Disability and chronic pain commonly co-occur, particularly in the case of diagnoses with controversial etiologies. When disability impacts work, the contributory factors become even more complex, with occupational disability bearing scant relationship to a patient’s specific clinical state. Given the weak relationship between medical diagnosis, clinical severity, and work disability, investigators have championed the decade of “yellow flags,” outlining a series of proposed predictors of work disability, including psychosocial, economic, and environmental factors. Identification of these factors in the individual patient can assist the clinician in achieving a better outcome. Conversely, failure to adequately assess can contribute to unnecessary or inappropriate treatment and chronic disability.

Recent studies note that about 17% of people in the United States have a disability, or 54 million American people.¹ Notwithstanding measurement difficulties, studies consistently reveal that people with disabilities are less likely to be employed than people without disabilities (21% vs. 59%), are more likely to live in poverty (34% vs. 15% as defined by less than $15,000 annually), are more likely to not have graduated high school (17% vs. 11%), and are more likely to have a significantly lower quality of life (34% vs. 61%).² The problem is worldwide, although estimates across countries vary widely, largely because of the variability in the operational definition of disability. In addition, social factors and practice patterns of health care providers result in response bias.

Even within a given state, work disability rates may show considerable variability over time based on economic conditions or local laws that reinforce changes in behavior. State law may eliminate benefits after a specified time, resulting in dramatically increased work return rates. Some states restrict access to subspecialists, another factor that may directly impact work disability.³ The U.S. Federal Social Security Disability Insurance (SSDI) program reported return-to-work rates that hovered at less than 1% for 25 years, with more recent changes resulting in financial incentives that encourage a return to part-time employment. In many cases, a patient’s disability may have little relationship to diagnosis or any “objective” measure of physical impairment.

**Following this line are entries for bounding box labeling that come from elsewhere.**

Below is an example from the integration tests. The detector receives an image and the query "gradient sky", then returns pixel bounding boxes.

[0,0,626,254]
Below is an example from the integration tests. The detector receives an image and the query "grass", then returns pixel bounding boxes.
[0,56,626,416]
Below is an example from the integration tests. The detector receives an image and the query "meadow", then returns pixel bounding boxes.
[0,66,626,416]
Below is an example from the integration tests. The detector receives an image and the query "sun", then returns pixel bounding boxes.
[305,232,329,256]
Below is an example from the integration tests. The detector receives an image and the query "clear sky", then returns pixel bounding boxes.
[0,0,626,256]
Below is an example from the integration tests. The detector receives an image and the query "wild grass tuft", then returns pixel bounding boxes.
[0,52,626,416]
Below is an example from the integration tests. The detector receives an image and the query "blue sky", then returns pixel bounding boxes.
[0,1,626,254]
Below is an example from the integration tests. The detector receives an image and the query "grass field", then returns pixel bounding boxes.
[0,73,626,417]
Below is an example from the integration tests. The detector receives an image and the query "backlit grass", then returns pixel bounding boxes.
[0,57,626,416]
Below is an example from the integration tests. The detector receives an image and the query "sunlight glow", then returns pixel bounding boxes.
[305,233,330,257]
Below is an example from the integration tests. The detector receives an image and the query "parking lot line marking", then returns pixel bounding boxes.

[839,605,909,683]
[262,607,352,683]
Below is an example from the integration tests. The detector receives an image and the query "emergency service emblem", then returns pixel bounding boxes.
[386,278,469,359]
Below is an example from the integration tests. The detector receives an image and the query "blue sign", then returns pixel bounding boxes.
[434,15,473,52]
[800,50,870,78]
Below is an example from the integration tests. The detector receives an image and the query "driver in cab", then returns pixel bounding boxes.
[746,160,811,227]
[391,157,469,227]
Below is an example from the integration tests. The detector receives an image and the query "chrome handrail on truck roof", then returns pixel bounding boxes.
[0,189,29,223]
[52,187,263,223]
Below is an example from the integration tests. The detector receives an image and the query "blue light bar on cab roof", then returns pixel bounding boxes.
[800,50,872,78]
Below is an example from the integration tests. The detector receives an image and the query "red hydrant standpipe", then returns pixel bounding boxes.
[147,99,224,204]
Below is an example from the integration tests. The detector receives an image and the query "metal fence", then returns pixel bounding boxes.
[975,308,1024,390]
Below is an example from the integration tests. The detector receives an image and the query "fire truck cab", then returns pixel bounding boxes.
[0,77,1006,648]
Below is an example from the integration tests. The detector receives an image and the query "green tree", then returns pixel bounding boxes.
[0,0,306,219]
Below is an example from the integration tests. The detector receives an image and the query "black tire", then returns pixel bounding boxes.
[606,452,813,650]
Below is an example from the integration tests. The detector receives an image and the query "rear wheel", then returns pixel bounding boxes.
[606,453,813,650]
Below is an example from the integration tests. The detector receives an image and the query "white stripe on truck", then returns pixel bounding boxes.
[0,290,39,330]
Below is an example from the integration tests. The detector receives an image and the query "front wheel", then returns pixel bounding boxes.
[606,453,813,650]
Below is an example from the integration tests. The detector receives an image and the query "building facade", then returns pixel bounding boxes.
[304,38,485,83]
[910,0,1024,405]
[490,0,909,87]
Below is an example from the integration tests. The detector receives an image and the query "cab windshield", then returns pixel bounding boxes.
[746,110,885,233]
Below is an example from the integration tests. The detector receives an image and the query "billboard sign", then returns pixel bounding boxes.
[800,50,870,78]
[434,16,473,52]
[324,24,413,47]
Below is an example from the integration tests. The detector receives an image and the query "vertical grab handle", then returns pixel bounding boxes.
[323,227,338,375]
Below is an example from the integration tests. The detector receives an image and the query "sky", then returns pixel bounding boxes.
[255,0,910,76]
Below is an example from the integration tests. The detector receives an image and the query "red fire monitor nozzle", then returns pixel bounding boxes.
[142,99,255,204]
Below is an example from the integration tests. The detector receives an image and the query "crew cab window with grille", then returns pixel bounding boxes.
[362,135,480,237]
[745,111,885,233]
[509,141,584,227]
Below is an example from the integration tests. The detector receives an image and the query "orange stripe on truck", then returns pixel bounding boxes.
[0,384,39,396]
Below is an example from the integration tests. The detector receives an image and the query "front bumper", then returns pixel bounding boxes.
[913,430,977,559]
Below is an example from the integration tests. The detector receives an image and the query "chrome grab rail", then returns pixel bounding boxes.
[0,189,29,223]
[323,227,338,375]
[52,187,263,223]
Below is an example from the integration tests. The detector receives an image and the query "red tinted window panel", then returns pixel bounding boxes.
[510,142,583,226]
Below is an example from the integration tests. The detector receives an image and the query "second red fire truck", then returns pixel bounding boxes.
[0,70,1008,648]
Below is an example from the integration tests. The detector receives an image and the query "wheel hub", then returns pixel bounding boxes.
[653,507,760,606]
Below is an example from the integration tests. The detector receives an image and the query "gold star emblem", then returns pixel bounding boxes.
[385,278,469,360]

Many studies report higher rates of physical disability in underdeveloped countries, particularly when more objective measurements are used.⁴ Not surprisingly, many individuals may work despite physical disabilities or pain, particularly if the government fails to provide a financial safety net. Conversely, the percentage of people who report chronic pain is significantly lower in developing countries (2.9%); the United States has a rate of 15.5%.⁵ Patients in developed countries may also expect that they should not or cannot work with chronic pain conditions, a belief system often shared by treating physicians.⁶ Chronic pain remains one of the leading factors contributing to disability in the United States, regardless of diagnosis or physical impairment.^5,7–12

Clinicians who care for patients with chronic pain are often fully aware of the high rates of disability. Lacking knowledge, tools, or an incentive to address work disability, some may simply ignore the issue and instead focus on what they know best: treatment approaches that narrowly target impairment, nociception, or some underlying pathological etiology. If frustrating questions arise with respect to the patient’s functional status or return-to-work goals, they are commonly ignored. In other cases, return-to-work issues may be addressed by asking the patient to return to his or her primary care physician “because our office doesn’t do disability forms.” When psychological factors are readily apparent, a referral may be made to a mental health clinician. A general mental health practitioner would typically address immediate psychiatric comorbidities, often ignoring or failing to understand risk factors associated with chronic work disability.

This vacuum of care with respect to return-to-work assessment is often filled with commercial disability assessment specialists, a field populated by independent medical examination and functional and work capacity experts. These “independent” physicians often work in concert with insurance carriers or government-funded assessment panels, relationships that may not always favor the patient. In this setting, the patient’s disability is typically addressed from a medical standpoint, with a preference for “objective” medicolegal measures of impairment. There often is an expectation that the evaluation results would provide an objective basis for compensation. Failure to find and identify sufficient underlying physical pathology, as in the case with many chronic pain patients, may result in conclusions about “symptom magnification” or even malingering. Despite lack of validity, there are examples in which Waddell signs or functional capacity assessments are used to assess the patient’s credibility, with the authors of these tests decrying such uses.^13,14 All of the above approaches typically ignore the body of evidence that underscores the complexity of the work-related factors, often to the peril of the patient.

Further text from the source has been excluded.